My gaze lifts, not to Rowan but the sketch I drew last year. It’s framed near the door to the front of the restaurant, right where Rowan can see it as he works, where it’s safe from the heat and humidity in the kitchen. Just like I thought it was safe in his skin. Like I was safe in his heart.
But I’m not.
When my attention drags to Rowan, I hold his eyes for the last time.
I give myself just one breath to remember every detail of his beautiful face. His full lips. That scar I wish I could kiss. His navy eyes, even though their glare cuts right through me.
In the next breath, I turn my hand and let the key slide from my skin and fall to the floor.
I say nothing more as I pivot on my heel and leave 3 In Coach.
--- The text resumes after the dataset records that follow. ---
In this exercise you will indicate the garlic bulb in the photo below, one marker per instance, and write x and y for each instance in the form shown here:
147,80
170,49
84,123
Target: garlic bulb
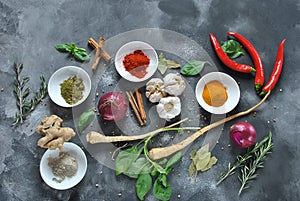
155,90
174,84
168,107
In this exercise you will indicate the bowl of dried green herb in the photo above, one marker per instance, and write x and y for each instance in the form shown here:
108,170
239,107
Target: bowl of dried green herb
69,86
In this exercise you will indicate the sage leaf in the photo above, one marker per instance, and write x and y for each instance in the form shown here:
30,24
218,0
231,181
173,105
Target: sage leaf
232,48
160,191
125,158
164,64
193,67
85,119
143,185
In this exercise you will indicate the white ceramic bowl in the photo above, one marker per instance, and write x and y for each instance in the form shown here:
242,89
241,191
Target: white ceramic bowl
129,48
232,88
67,183
63,74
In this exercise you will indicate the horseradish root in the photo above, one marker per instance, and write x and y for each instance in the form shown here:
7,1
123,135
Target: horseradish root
158,153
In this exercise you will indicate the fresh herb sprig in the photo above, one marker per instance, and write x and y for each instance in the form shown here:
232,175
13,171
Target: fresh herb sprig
79,53
135,162
21,93
249,162
248,171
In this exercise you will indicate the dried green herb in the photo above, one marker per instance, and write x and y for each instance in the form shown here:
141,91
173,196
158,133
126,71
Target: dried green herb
193,68
72,90
201,160
25,107
164,64
79,53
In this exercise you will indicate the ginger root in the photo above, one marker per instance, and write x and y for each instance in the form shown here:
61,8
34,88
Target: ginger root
54,134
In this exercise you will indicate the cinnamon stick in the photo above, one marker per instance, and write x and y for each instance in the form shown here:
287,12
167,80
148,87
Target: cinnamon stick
103,53
135,109
141,105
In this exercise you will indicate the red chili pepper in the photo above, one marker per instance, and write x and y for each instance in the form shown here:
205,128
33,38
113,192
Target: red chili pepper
259,75
226,60
276,70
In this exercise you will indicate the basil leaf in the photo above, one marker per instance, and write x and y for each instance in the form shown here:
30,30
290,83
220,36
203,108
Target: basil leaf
232,48
62,47
143,185
85,119
160,191
193,67
125,158
140,166
174,159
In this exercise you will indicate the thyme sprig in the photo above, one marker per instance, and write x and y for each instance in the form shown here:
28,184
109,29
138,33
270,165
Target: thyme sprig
26,107
248,172
249,162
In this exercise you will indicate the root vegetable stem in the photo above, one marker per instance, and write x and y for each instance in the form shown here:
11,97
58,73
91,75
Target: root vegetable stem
158,153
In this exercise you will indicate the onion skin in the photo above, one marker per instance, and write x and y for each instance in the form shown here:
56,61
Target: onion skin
243,134
112,106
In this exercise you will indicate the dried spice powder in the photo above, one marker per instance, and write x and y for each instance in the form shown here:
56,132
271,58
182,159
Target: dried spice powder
136,63
63,166
215,93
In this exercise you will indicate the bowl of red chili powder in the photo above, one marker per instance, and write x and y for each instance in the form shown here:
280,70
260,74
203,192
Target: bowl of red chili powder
136,61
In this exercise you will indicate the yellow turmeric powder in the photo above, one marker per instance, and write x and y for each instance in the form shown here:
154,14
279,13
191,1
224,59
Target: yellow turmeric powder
214,93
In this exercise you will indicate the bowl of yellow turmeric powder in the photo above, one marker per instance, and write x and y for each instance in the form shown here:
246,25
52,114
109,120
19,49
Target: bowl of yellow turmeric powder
217,93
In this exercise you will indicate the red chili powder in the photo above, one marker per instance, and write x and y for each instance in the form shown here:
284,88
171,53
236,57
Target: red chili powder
136,63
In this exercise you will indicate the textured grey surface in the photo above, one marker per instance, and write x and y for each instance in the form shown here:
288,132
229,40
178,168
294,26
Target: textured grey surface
30,29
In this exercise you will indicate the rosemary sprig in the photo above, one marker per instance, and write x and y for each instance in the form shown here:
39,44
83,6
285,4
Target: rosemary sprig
248,172
241,160
21,93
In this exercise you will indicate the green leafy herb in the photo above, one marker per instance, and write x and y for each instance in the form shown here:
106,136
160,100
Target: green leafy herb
143,185
250,162
132,163
232,48
25,107
79,53
248,172
85,119
164,64
161,188
201,160
193,68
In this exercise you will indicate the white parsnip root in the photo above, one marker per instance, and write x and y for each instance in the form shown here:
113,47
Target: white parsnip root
159,153
95,137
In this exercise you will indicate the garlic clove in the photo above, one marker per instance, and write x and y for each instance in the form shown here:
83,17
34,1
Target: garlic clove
168,108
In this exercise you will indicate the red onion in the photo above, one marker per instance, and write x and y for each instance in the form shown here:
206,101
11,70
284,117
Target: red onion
112,106
243,134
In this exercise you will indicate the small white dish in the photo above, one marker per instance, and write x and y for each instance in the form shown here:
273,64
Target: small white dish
129,48
68,182
63,74
232,88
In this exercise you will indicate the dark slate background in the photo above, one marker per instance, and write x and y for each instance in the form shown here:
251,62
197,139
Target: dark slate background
29,30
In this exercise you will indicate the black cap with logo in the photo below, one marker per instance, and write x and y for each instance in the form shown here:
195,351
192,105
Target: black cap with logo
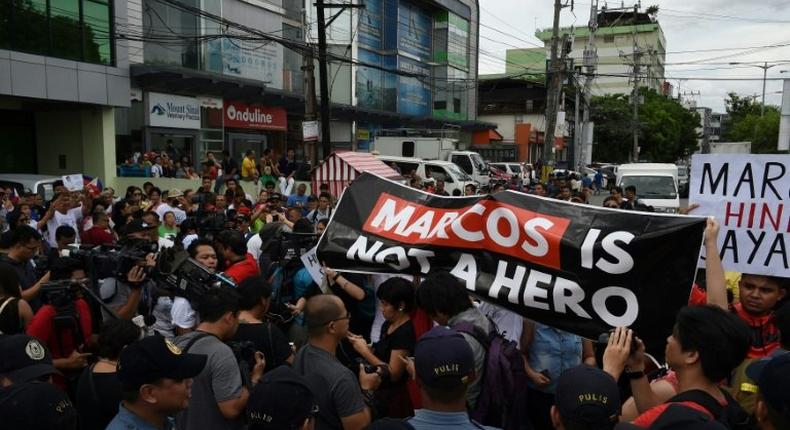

I run the whole way back to his apartment. Twelve blocks. Three flights of stairs. It’s only when I take my set of house keys from my pocket and burst into the living room in a mess of sweat and uneven breaths that I let myself cry again.
I’m a fucking psycho.
I thought he was just like me. I thought we were the same. It might have started with a game, but even from the beginning, it felt like so much more. Like I’d finally found a kindred soul. All these years, these crazy experiences, the longing and loneliness of the in-between—I thought it added up to something brighter on our horizon. We were getting closer, weren’t we?
It’s what I let myself believe.
How could I have been so wrong all this time?